Holy Cross Monastery, West Park, New York
Mark 10:46-52
No one chooses to be blind. Bartimaeus gives the obvious answer to Jesus’ question when he says: “My teacher, let me see again.” This Gospel holds a universal story that every one of us experiences even if our physical vision is 20/20, because it’s about more than physical seeing or blindness. I think perhaps the deeper question we need to ask ourselves is whether we really want to see.
Do we really want to see the reality of our lives, who we are and who we are not? Do we really want to see the needs of our neighbor or the marginalized? Do we really want to see the injustices around us? Do we really want to see who Jesus is and not just who we want him to be? True seeing is more than simply observing with our physical eyes. It implies relationship and a deeper knowing. Such seeing is not without risk. If we really want to see, then we must be willing to change and be changed. We must be willing to leave behind what is to receive what might be.
Sometimes that risk is too much so we turn a blind eye. This is not a physical but a spiritual condition. For most of us life is neither all seeing nor all blindness. It was that way for Bartimaeus too. Remember, Bartimaeus asks to “see again.” At the end of the story, we are told that he “regained his sight.” He had known darkness, and he had known light. He had vision, and he had been blind. Both are a reality for Bartimaeus and for us.
We can identify our own life when we see his life in three stages. First, Bartimaeus can see, then he is blind, sitting and begging on the roadside. Finally, he regains a new and different way of seeing. This is a pattern of spiritual growth we see throughout the Scriptures. Richard Rohr describes it as Order, Disorder, and Reorder. Every original Order includes an initially threatening Disorder, which morphs into and creates a new Reordering, and we begin all over again. Every one of us has lived this pattern. It’s the Paschal Mystery, a story of life, death, and resurrection. We grow spiritually by passing beyond some perfect Order, through an often painful and seemingly unnecessary Disorder, to an enlightened Reorder.

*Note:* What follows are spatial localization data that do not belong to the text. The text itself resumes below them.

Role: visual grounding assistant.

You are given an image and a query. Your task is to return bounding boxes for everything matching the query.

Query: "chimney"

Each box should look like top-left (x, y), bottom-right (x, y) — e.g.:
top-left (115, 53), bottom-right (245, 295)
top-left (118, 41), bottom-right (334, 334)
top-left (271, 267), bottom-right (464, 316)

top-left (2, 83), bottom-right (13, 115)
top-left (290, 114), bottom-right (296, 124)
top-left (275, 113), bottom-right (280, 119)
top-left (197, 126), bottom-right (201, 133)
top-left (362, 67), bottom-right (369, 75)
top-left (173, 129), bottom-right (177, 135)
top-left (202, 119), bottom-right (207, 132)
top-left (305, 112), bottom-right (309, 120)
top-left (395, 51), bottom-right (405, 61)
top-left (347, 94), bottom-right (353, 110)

Jesus, by his life, death, and resurrection, offers us a clear vision of what true life looks like. To the extent we do not share that vision we are blind. As tragic as blindness is, the greater tragedy is when we cannot even recognize that we are blind. Bartimaeus knows he is going nowhere, and his life remains unchanged. Every day he holds out the cloak of his blindness and begs. Like him, we stumble our way through life believing that this is as good as it gets. We’re content to sit by the roadside and beg, letting life pass us by. We can feel stuck, more like a spectator than a participant. How and what we see determine the world we live in and the life we live. At some point all of us sit cloaked in darkness, unable to see.
The darkness fills and covers us. Maybe it’s about exhaustion or indifference. Sometimes it’s the darkness of grief and loss. Sin and guilt blind us to what our life could be. Other times we live in the darkness of fear, anger, or resentment. Doubt and despair can distort our vision. Failures and disappointments darken our world. Maybe the answers and beliefs that once lit our way no longer illuminate. There’s no clarity. We hide in the shadows neither wanting to see nor to be seen. Perhaps the deepest darkness is when we become lost to ourselves, not knowing who we are.
It doesn’t matter what caused Bartimaeus’ blindness. What matters is that he knew that he was blind. He held his blindness before Christ believing and hoping that there was more to who he was and what his life could be. It was out of that knowing, believing, and hoping that he cried out, “Jesus, Son of David, have mercy on me.” That’s the cry of one who abandons themselves to God. The one who cannot see cries out to be seen. It is that cry that stopped Jesus in his tracks.
“Call him here,” Jesus said. With that calling misery meets compassion. He stands before Jesus who asks him, “What do you want me to do for you?” That is the question for every one of us who have ever sat in darkness. It’s the question Jesus asks us over and over, again. “What do you want me to do for you?” This question offers a turning point, a new beginning. It asks us to look deep within our self, to face what is, and name what we want.
The thing about sitting in darkness is that at the time we can never see what’s coming. The most Bartimaeus could do was to be faithful in his darkness, to not run away from it, but to cry out in hope. And that’s true for us. We are no strangers to the feeling of being depleted with nothing in reserve, when life overwhelms, and we wonder how or if we’ll get by. It’s important for us to reflect on what we have done with that experience, or what that experience has done with us. Those times are a necessary part of our spiritual journey. They are the ways in which we mature and come to ourselves. They are our gateway to fullness of life. I am not suggesting that God causes those times, but that God does not waste them, that God wastes nothing of our lives – not our blindness, not our sitting by the roadside, not our begging, and neither should we.